New input control Widget

Input control is a dimension member filter that enables you to change which dimension members to display for the widgets in your analytic application. Widgets that are supported by an input control are : chart, table, R visualization, geo map and value driver tree. By default, all the widgets from the same data source will display any selected dimension members in the input control.

If you have more than 1 input control in your application, you can turn on cascading effect. By doing this any value selection changes in one input control will affect others from the same data source and vice versa.

As an example, I have created a simple application with 2 input controls, 1 chart and 1 table all based on the same data source. My 2 input controls interact with the chart and the table.


Because I turn on the cascading effect when I select “Nevada” in my Location input Control, the list of the Sales Manager in my 2nd input control is updated. At the same time the table and the chart are filtered on Nevada.

By default, the cascading effect is on for all input controls. You can activate or deactivate the Cascading effect at design time.
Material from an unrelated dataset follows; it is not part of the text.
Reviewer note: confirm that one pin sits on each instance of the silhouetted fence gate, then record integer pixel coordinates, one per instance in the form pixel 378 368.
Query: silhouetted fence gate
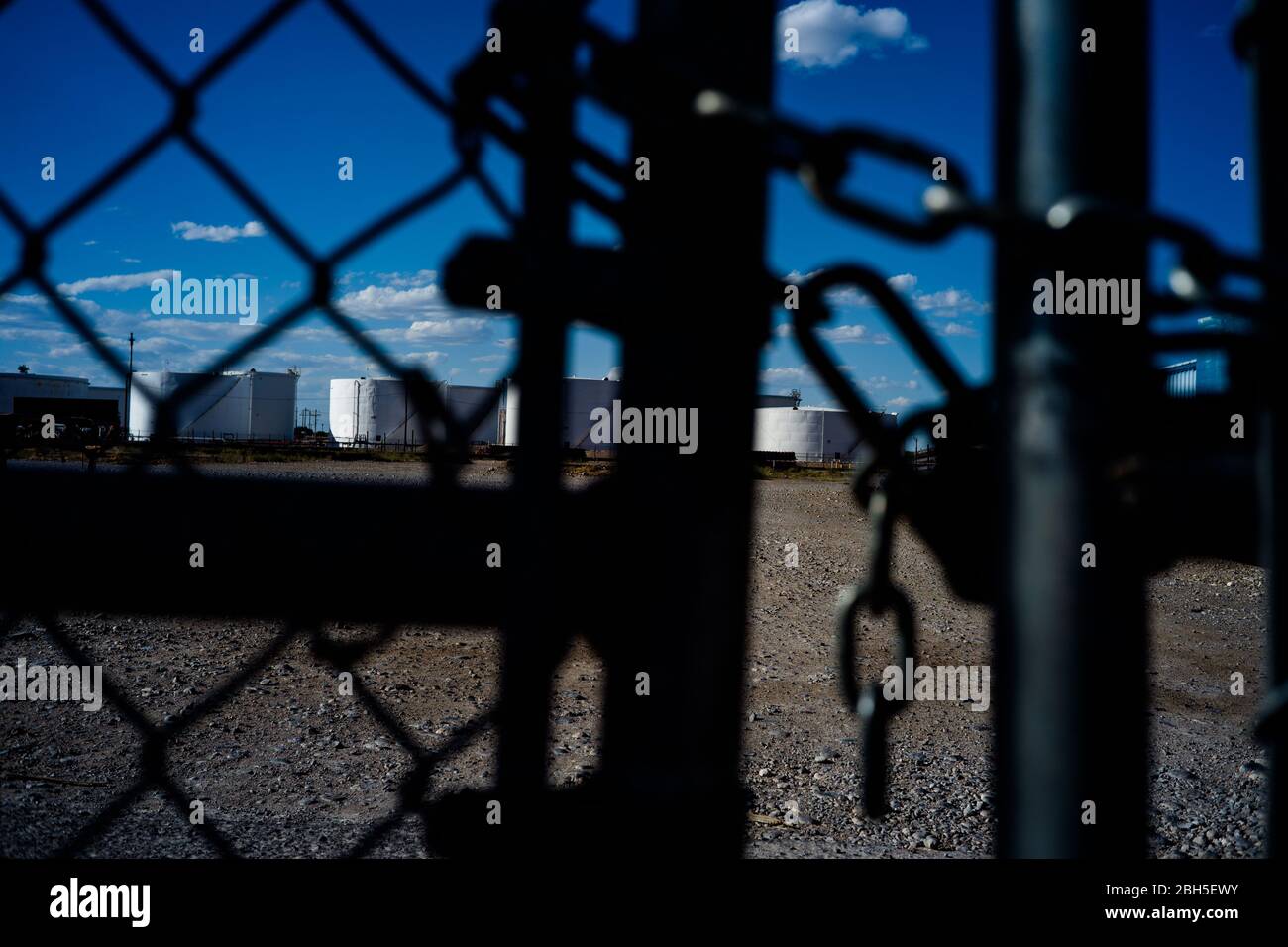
pixel 1072 444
So as you can see, you can create a basic application without writing any line of code. And in this case my application is already operational. This does not mean that you will not then add a few lines of code to improve your application but it shows that with a minimum of knowledge you can already create an operational application. It is in this sense that Analytics Designer is part of the low code / no code initiative launched by SAP. The idea is to simplify the task of application developers by writing as little code as possible.

Define your interactions in an application: Link Analysis Diagram

The linked analysis diagram is a graphic representation of interaction among widgets, which you can drag, zoom in on and zoom out on to view how widgets affect each other. It helps to manage relationships especially when there’s many widgets in your application. Currently linked analysis diagram can visualize the following cases:

  • filter line linked to chart or table

  • input control linked to chart, table, R visualization, geo map or value driver tree

  • linked analysis among chart, table or geo map

  • linked analysis from chart, table or geo map to R visualization

This diagram is accessible at design time.

The diagram of the previous application shows that the InputControl_1 and InputControl_2 are both linked to Chart_1 and Table_1. This means that each time we select some values in one of the input controls the chart and the table are updated in consequence. From this graphical interface it is possible to modify the links. For instance, you can remove links or create new links.

If a widget is connected to no other widget it is not shown by default in the diagram. You can display it by checking the option "include unlinked widgets" as shown below (Table_1).

To view linked widgets to a specific widget, you can directly select its ID from the dropdown. You’ll see all its source and target widgets on the diagram

In conclusion

We have seen how we can create an interactive application without writing a single line of code in Analytics Designer. With Input Control and link analysis we can define manually the interactions between different widgets. And if we have a lot of widgets in our application thanks to the link analysis diagram we can quickly identify the different interactions.